TAKE ME HOME TONIGHT
MOVIE: **1/2 (out of 5)
BLU-RAY EXPERIENCE: ** (out of 5)
BY KEVIN CARR
WHAT IT’S ABOUT
In this tribute to the late 80s, Topher Grace stars as a guy fresh out of college who doesn’t know what he wants to do with his life. When he runs into his high school crush, he tells her he’s a successful businessman, and they start to take interest in each other at an all-night party. However, the crazy antics of his friends make a mess of the evening, and the truth of his career path threatens to destroy his new possible love interest.
WHAT I LIKED
I grew up in the 80s, going to high school from 1987 through 1990. So as much as my pre-teen childhood was taken up in the 70s, I was a teenager during the decade of excess. This meant I was slathered in the pop culture of the day, from the music to the fashions. The designs and imagery that makes kids today chuckle makes me think fondly and nostalgically.
And that’s the greatest part about “Take Me Home Tonight.” All-night party movies tend to connect with a particular decade. “Dazed & Confused” locked in on the 70s. “Superbad” was for the 00s. And while “Take Me Home Tonight” hardly is the anthem movie for my generation (that probably belongs to “Revenge of the Nerds” more than anything else), it still pushed my buttons.
Overall, I liked the characters, even though some were real assholes. Topher Grace played an post-college 80s version of Eric Foreman, but he’s good at that sort of thing. And Dan Fogler as Grace’s off-kilter friend works to a degree, partly because his role as the go-to guy for comic relief burned out a couple years ago.

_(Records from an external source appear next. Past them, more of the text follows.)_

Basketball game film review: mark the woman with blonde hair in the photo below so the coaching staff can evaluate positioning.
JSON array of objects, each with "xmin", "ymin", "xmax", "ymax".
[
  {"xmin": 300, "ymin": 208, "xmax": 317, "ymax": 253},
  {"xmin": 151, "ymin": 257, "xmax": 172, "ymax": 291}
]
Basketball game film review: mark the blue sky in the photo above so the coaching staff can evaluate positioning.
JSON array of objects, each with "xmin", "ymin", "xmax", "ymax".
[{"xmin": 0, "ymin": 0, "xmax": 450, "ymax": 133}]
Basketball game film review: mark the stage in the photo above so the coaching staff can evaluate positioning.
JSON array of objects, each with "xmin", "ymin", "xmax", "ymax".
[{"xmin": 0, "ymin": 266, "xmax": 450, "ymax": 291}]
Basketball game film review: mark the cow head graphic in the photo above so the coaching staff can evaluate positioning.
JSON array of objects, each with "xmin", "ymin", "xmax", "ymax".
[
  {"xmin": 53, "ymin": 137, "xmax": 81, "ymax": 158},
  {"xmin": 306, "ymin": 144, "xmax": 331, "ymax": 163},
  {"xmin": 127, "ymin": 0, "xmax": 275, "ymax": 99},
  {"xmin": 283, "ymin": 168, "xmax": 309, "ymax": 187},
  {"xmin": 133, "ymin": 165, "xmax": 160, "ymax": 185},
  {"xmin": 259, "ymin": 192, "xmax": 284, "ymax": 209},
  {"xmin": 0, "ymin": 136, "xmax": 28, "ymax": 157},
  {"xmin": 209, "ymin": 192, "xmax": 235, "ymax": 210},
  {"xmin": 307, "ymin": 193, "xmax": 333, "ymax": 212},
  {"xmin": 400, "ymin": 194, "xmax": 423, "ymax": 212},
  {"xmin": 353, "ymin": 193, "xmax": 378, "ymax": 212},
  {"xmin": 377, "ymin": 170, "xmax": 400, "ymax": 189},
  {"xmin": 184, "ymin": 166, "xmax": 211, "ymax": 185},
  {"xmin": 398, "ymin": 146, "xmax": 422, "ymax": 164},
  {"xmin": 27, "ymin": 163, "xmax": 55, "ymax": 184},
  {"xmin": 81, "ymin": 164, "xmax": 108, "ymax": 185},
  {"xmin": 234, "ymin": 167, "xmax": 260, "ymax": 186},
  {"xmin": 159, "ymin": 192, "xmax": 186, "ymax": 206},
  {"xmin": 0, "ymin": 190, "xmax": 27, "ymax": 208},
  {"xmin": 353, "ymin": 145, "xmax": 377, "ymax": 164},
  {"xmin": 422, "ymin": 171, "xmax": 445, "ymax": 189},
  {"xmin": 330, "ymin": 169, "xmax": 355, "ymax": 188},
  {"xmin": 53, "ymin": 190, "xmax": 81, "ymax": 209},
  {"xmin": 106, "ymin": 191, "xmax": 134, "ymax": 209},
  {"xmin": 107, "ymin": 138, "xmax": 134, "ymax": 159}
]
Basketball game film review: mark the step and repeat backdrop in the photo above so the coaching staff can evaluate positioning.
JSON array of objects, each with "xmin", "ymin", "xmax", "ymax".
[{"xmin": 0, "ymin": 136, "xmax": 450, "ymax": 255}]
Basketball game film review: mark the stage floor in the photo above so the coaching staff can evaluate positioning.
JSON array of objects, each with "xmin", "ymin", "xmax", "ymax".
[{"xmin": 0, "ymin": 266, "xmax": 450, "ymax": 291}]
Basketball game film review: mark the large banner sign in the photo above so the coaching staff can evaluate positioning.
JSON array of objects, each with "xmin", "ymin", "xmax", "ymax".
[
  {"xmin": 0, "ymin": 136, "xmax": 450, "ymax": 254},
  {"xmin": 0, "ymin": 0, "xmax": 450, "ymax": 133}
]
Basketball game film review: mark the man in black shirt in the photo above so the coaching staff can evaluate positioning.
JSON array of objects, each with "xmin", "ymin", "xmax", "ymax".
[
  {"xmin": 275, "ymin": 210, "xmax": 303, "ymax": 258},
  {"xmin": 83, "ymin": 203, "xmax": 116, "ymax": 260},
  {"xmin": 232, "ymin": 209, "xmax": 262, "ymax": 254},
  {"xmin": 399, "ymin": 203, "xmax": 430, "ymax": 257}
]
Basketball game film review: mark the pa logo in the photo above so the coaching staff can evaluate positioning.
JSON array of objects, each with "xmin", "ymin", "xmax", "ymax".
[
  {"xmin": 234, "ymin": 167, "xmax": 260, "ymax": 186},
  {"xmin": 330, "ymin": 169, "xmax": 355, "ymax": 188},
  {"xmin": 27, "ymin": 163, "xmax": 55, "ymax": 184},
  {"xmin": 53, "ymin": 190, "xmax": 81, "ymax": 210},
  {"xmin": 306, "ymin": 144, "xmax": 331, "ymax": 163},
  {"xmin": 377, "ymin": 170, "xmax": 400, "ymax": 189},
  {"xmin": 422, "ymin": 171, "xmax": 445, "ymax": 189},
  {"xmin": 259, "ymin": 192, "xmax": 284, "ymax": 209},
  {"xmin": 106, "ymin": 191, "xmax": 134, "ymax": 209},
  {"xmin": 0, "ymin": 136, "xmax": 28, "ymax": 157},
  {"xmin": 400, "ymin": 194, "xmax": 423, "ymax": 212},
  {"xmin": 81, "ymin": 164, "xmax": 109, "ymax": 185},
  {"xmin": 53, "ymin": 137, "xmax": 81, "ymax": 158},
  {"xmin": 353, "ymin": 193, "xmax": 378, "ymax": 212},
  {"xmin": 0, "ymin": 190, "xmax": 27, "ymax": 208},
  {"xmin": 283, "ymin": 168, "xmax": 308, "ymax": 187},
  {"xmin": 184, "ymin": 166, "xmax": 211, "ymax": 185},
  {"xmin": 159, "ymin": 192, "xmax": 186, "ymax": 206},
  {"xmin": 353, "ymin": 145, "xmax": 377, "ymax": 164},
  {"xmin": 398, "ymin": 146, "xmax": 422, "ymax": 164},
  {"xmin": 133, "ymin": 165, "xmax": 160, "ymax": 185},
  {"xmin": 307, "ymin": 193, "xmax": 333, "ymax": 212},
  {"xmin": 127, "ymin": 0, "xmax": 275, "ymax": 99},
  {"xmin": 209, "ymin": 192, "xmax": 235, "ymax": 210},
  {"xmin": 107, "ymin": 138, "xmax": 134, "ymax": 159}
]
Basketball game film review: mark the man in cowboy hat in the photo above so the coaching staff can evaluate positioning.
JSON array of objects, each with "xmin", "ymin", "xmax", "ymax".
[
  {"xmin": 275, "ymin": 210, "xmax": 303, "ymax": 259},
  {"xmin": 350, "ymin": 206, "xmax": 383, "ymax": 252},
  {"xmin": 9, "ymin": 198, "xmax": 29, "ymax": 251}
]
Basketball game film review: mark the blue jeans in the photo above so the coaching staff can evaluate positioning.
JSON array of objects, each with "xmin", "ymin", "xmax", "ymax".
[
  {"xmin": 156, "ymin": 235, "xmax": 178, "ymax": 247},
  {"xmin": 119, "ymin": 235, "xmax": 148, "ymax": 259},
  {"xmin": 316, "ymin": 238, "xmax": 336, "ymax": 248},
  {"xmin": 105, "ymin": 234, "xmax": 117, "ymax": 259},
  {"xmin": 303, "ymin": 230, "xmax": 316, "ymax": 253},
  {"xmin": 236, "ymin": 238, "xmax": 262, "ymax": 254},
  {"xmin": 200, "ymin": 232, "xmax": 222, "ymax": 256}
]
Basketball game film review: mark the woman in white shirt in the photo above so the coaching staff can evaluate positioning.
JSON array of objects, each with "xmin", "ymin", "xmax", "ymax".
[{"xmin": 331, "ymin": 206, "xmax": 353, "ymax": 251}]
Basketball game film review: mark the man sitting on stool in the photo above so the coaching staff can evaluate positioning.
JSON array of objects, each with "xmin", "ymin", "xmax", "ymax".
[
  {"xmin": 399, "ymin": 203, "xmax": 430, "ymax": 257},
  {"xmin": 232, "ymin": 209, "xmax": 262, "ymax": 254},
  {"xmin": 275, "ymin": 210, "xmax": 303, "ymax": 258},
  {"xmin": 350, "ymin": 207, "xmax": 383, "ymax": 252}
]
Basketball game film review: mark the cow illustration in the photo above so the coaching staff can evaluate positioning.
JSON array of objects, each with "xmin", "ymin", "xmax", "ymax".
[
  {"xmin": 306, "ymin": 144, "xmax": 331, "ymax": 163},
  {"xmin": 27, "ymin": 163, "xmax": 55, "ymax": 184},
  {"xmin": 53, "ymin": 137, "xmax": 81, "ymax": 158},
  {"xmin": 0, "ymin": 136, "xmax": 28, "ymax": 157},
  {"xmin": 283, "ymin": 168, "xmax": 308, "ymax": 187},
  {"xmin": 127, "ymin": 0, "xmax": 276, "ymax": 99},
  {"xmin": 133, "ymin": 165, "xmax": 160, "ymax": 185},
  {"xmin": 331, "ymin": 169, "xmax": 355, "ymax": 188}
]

And the music. The music in this film is great. Like “That 70s Show,” this film doesn’t embody what it was like to be living in the 80s, but rather what it is like to remember the 80s, and the music is the key to that.
WHAT I DIDN’T LIKE
While this movie was fun to a degree, it felt too much like a rehashed independent film I’ve seen a dozen times. It’s nothing new to have the high school nerd crushing on the popular chick. And the side-story of the sister who’s in a loser relationship has been seen too many times.
Anna Faris is adorable, but she looks terrible in this film. Her lips are so scarred, presumably either in the early stages of or recovering from collagen injections for her role in “The House Bunny,” she looks like she’s been punched in the kisser a couple times. Sure, she’s cute, but she’s wasted in this film.
In the end, as enjoyable as the soundtrack and general nostalgia of this film is, it just doesn’t rise above wannabe status.
Along with the Blu-ray disc, there’s a disc for Digital Copy. Additional features include the “Music Boom Box” which cycles through the key songs on the soundtrack, deleted scenes and a cast get-together reunion (which makes sense when you consider the fact that the film was shot more than three years ago). Finally, there’s a new music video of “Don’t You Want Me,” featuring the cast paying homage to a bevy of 80s flicks (well… a bevy of 80s flicks and “Ghost” from 1990). The reason I point this music video out is that as bad as Anna Faris looks in the film, she’s sizzling hot here. Yeah, that’s the kind of thing I notice.
WHO’S GOING TO LIKE THIS MOVIE
Someone looking for some 80s nostalgia.